The Fiction is one part horror, one part adventure, and many parts mystery as it explores the idea of this book collection that connects another realm to ours. The first issue is slow paced as it lays out the pieces, but it's a comic that adopts a “watch closely or you'll miss it” mentality. On a second read through, I noticed the little touches, clues, and foreshadowing David Rubin included in the series' art. The Fiction is the kind of comic that needs a second and third read to get everything.
Rubin is a real treasure on this series. His art style is mutable, able to adopt the series' different tones with ease, and he did a fantastic job making the connection between the characters' age 10 and age 25 selves. When the tone of a scene turns dark, Rubin's more all-ages art style takes a turn for the creepy. The scene for each disappearance left goosebumps on my arms.
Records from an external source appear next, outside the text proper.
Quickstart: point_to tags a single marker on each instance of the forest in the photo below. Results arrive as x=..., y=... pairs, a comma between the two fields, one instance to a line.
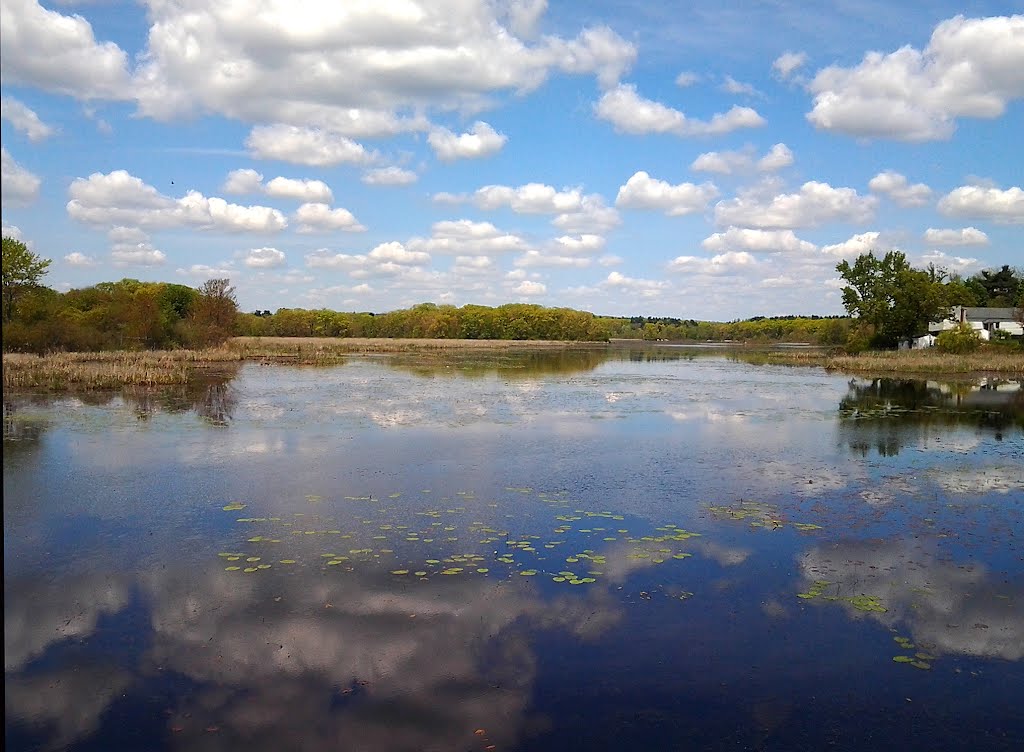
x=134, y=315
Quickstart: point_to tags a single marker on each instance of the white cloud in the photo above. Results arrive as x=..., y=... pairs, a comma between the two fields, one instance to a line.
x=318, y=217
x=536, y=258
x=630, y=113
x=304, y=145
x=243, y=181
x=858, y=244
x=971, y=68
x=960, y=264
x=534, y=198
x=80, y=259
x=481, y=140
x=728, y=163
x=139, y=254
x=466, y=238
x=308, y=191
x=582, y=245
x=59, y=53
x=687, y=78
x=731, y=262
x=529, y=288
x=119, y=198
x=642, y=192
x=395, y=252
x=986, y=203
x=303, y=63
x=644, y=288
x=389, y=176
x=593, y=216
x=24, y=119
x=963, y=237
x=758, y=241
x=738, y=87
x=778, y=157
x=264, y=258
x=17, y=185
x=815, y=203
x=787, y=64
x=899, y=190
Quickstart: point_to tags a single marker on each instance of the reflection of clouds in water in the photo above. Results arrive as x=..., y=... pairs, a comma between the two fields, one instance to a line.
x=411, y=665
x=954, y=608
x=68, y=702
x=980, y=479
x=37, y=615
x=725, y=555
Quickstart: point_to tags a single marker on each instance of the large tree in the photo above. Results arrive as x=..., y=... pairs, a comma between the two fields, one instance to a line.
x=896, y=300
x=22, y=272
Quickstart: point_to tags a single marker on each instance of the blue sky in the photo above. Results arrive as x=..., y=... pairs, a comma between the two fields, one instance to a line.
x=707, y=160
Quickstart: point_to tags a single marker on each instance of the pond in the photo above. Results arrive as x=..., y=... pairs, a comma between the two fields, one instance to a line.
x=654, y=549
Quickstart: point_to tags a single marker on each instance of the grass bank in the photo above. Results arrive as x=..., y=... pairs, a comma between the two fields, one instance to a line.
x=911, y=363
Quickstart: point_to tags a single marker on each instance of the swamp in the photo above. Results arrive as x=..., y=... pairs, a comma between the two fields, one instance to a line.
x=650, y=548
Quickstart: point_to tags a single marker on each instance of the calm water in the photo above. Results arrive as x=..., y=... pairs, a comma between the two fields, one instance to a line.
x=647, y=550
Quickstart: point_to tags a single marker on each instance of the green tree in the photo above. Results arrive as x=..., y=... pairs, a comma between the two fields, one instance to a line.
x=22, y=272
x=891, y=297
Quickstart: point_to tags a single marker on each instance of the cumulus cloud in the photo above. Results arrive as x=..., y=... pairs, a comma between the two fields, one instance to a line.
x=304, y=145
x=757, y=241
x=251, y=181
x=630, y=113
x=59, y=53
x=121, y=199
x=985, y=203
x=263, y=258
x=24, y=120
x=962, y=237
x=787, y=64
x=80, y=259
x=466, y=238
x=815, y=203
x=643, y=192
x=897, y=188
x=534, y=198
x=481, y=140
x=971, y=68
x=306, y=64
x=536, y=258
x=644, y=288
x=687, y=78
x=389, y=176
x=731, y=262
x=858, y=244
x=727, y=163
x=17, y=185
x=318, y=217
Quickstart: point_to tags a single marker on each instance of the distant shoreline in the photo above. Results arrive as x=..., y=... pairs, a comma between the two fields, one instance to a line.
x=67, y=371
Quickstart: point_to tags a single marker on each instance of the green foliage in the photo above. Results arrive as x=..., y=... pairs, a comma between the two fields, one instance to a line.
x=22, y=272
x=894, y=299
x=958, y=340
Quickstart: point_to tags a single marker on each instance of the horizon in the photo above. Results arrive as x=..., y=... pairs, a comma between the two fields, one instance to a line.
x=712, y=164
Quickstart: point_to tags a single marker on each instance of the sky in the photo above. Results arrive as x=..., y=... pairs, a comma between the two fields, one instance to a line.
x=707, y=159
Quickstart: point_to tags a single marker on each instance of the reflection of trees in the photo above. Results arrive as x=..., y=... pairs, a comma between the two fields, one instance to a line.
x=949, y=607
x=885, y=414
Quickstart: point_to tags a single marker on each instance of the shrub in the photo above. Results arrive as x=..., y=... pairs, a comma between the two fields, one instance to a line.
x=957, y=340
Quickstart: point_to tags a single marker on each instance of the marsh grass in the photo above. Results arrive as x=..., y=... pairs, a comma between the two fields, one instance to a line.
x=905, y=362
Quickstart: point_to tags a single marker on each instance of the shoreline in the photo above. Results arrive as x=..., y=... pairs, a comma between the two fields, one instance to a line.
x=67, y=371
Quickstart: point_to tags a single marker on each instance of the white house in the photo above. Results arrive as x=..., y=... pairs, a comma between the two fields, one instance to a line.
x=985, y=321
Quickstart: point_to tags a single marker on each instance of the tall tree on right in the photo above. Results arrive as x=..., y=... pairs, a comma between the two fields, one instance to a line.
x=893, y=299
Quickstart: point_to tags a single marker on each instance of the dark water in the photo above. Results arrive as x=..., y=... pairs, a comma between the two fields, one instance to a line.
x=648, y=551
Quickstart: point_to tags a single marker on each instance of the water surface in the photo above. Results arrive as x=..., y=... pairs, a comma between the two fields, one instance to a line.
x=644, y=550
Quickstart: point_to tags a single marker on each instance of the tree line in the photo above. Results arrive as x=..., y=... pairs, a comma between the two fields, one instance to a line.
x=886, y=298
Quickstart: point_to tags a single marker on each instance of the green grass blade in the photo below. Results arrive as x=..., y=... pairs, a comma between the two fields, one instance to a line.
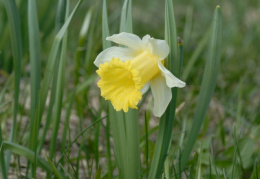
x=166, y=121
x=105, y=28
x=34, y=45
x=208, y=84
x=2, y=158
x=106, y=44
x=54, y=169
x=34, y=48
x=16, y=41
x=132, y=144
x=51, y=62
x=60, y=79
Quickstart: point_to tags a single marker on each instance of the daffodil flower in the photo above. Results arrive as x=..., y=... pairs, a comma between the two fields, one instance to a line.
x=127, y=72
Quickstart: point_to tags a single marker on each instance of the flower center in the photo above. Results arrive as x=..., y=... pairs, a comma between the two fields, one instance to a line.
x=121, y=82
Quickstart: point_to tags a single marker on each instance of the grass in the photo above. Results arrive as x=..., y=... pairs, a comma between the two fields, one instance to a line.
x=54, y=123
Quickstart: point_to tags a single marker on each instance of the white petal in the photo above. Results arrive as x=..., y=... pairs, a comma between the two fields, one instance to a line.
x=161, y=94
x=159, y=48
x=145, y=43
x=129, y=40
x=145, y=88
x=171, y=80
x=119, y=52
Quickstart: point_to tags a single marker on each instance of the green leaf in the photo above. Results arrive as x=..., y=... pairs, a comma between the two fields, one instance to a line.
x=166, y=121
x=208, y=84
x=16, y=41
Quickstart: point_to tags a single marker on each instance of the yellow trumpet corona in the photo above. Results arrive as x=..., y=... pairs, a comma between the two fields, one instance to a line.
x=127, y=72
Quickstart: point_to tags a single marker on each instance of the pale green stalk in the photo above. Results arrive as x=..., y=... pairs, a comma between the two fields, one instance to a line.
x=166, y=121
x=208, y=85
x=16, y=41
x=64, y=4
x=34, y=48
x=124, y=125
x=107, y=44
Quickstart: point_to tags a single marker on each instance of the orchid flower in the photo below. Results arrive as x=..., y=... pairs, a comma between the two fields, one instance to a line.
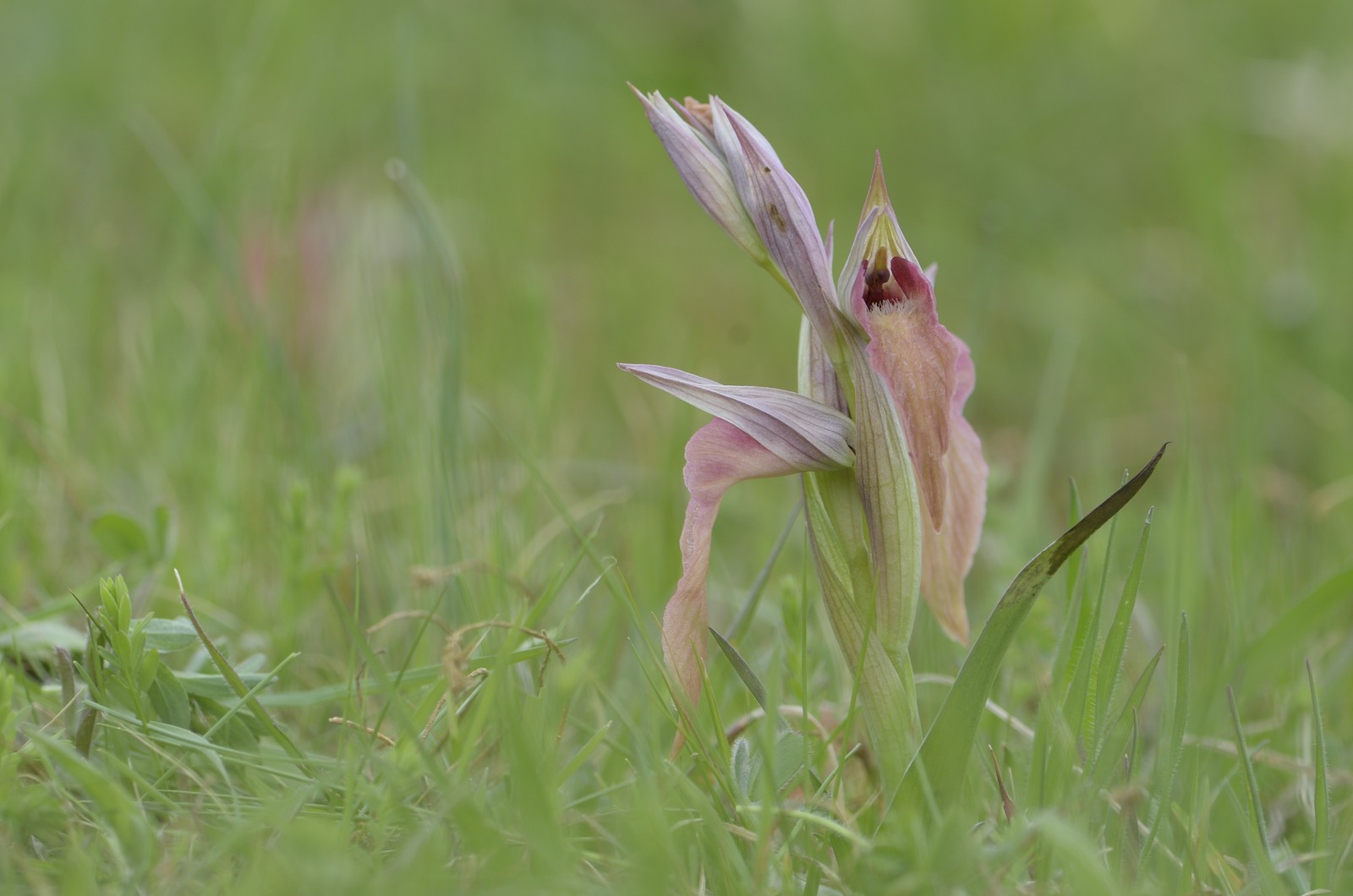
x=893, y=475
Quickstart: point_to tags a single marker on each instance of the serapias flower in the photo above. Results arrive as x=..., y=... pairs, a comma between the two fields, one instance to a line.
x=757, y=434
x=928, y=373
x=885, y=389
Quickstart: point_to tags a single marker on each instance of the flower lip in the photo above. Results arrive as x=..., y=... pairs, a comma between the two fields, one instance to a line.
x=893, y=281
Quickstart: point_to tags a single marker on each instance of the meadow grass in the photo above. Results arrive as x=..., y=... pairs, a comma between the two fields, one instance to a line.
x=318, y=305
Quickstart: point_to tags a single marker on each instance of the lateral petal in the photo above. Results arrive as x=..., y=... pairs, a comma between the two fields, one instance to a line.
x=717, y=456
x=797, y=429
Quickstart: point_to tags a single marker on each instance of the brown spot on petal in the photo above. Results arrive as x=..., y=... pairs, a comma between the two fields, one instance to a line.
x=911, y=278
x=701, y=112
x=879, y=290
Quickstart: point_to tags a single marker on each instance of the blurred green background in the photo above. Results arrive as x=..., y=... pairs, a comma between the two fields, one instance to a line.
x=342, y=285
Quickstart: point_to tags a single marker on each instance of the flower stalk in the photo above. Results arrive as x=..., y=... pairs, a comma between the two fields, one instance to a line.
x=893, y=477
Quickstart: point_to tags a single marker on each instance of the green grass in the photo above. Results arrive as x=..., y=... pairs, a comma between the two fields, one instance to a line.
x=320, y=305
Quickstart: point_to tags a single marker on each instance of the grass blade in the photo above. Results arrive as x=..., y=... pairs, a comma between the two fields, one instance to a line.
x=1115, y=740
x=1252, y=783
x=743, y=670
x=1175, y=745
x=1115, y=643
x=236, y=682
x=1321, y=844
x=942, y=758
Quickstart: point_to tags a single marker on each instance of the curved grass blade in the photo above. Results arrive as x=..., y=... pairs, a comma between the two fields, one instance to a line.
x=1321, y=866
x=942, y=758
x=245, y=695
x=743, y=670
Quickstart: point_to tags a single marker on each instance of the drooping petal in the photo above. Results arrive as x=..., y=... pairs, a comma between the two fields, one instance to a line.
x=797, y=429
x=717, y=456
x=704, y=172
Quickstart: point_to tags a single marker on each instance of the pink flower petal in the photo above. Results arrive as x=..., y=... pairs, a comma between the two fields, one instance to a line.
x=917, y=358
x=947, y=555
x=717, y=456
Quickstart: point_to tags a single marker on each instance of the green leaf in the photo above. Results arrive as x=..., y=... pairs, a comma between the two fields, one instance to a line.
x=1299, y=624
x=119, y=535
x=1115, y=643
x=1252, y=783
x=1321, y=844
x=240, y=688
x=216, y=686
x=1115, y=740
x=1175, y=742
x=743, y=670
x=169, y=635
x=125, y=817
x=743, y=765
x=942, y=761
x=42, y=636
x=169, y=699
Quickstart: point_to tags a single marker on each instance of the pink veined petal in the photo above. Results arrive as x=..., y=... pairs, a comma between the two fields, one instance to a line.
x=796, y=428
x=717, y=456
x=917, y=358
x=704, y=172
x=947, y=555
x=782, y=216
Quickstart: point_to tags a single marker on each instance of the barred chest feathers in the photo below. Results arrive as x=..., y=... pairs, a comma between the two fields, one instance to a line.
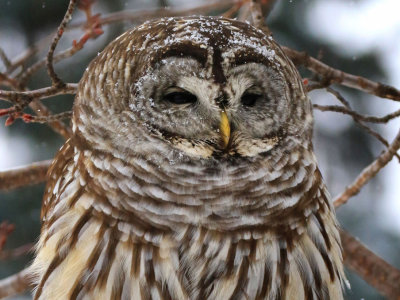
x=190, y=174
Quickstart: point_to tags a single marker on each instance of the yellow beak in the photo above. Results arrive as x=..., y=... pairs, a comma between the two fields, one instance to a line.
x=225, y=128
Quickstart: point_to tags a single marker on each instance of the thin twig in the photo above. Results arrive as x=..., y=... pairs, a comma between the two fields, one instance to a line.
x=368, y=173
x=56, y=81
x=41, y=63
x=373, y=269
x=332, y=75
x=42, y=93
x=358, y=118
x=22, y=176
x=4, y=59
x=15, y=284
x=370, y=119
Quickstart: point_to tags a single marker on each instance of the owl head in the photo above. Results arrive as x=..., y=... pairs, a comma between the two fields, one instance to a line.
x=193, y=87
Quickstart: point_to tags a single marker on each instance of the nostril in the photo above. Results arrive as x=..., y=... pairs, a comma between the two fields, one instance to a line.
x=222, y=101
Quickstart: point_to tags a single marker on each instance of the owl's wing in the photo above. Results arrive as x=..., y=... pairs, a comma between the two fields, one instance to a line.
x=58, y=178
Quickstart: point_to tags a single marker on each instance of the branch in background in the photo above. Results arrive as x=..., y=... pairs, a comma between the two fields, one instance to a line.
x=373, y=269
x=24, y=76
x=43, y=93
x=369, y=172
x=6, y=61
x=15, y=284
x=346, y=111
x=56, y=81
x=332, y=75
x=23, y=176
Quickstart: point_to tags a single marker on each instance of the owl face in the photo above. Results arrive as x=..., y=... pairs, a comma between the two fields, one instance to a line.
x=207, y=87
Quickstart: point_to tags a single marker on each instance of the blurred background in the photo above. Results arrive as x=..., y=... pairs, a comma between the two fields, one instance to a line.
x=360, y=37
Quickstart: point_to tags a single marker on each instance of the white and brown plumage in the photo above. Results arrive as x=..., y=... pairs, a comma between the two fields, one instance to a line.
x=190, y=175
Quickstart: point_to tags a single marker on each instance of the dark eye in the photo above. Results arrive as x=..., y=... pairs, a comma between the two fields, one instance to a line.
x=250, y=99
x=181, y=97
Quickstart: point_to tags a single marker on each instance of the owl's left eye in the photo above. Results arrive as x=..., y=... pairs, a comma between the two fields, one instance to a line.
x=180, y=97
x=250, y=99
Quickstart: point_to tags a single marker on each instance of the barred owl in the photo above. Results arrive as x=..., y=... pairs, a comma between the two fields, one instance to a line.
x=190, y=175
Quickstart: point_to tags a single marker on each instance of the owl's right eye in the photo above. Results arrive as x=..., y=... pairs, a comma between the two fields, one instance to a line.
x=180, y=97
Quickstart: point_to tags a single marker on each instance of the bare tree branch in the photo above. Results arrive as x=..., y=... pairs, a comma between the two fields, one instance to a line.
x=56, y=81
x=368, y=173
x=43, y=93
x=22, y=176
x=332, y=75
x=373, y=269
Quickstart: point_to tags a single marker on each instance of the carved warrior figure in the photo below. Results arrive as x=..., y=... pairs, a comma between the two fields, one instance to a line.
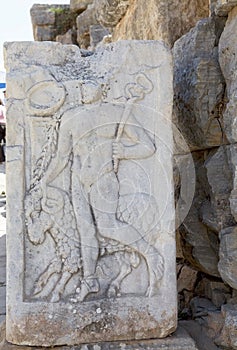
x=92, y=140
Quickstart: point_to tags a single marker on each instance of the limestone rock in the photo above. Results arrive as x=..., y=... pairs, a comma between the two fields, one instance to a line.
x=228, y=336
x=180, y=340
x=69, y=38
x=200, y=242
x=228, y=62
x=97, y=33
x=84, y=22
x=220, y=178
x=228, y=256
x=79, y=5
x=160, y=20
x=109, y=13
x=224, y=6
x=50, y=20
x=187, y=279
x=91, y=239
x=199, y=87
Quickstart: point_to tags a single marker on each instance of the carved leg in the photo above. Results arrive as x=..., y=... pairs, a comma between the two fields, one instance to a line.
x=111, y=228
x=125, y=270
x=54, y=267
x=60, y=286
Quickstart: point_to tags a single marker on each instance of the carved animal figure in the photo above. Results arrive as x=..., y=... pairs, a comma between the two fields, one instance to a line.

As much of a boon as the slow pacing is for those details, it's a curse, making this first issue drag and completely miss out on using the world of the Fiction to its full extent during this set-up, providing only a couple of pages and almost no detail from this other world. While a missed opportunity, Curt Pires makes up for it by layering mysteries: Where did the books come from? Who or what is taking these people? What was the nature of Tyler, Tsang, Kassie, and Max's parents' discussions when they were children?
For fans of mysteries, second reads, and comics that make you think about literature in different ways, check out The Fiction.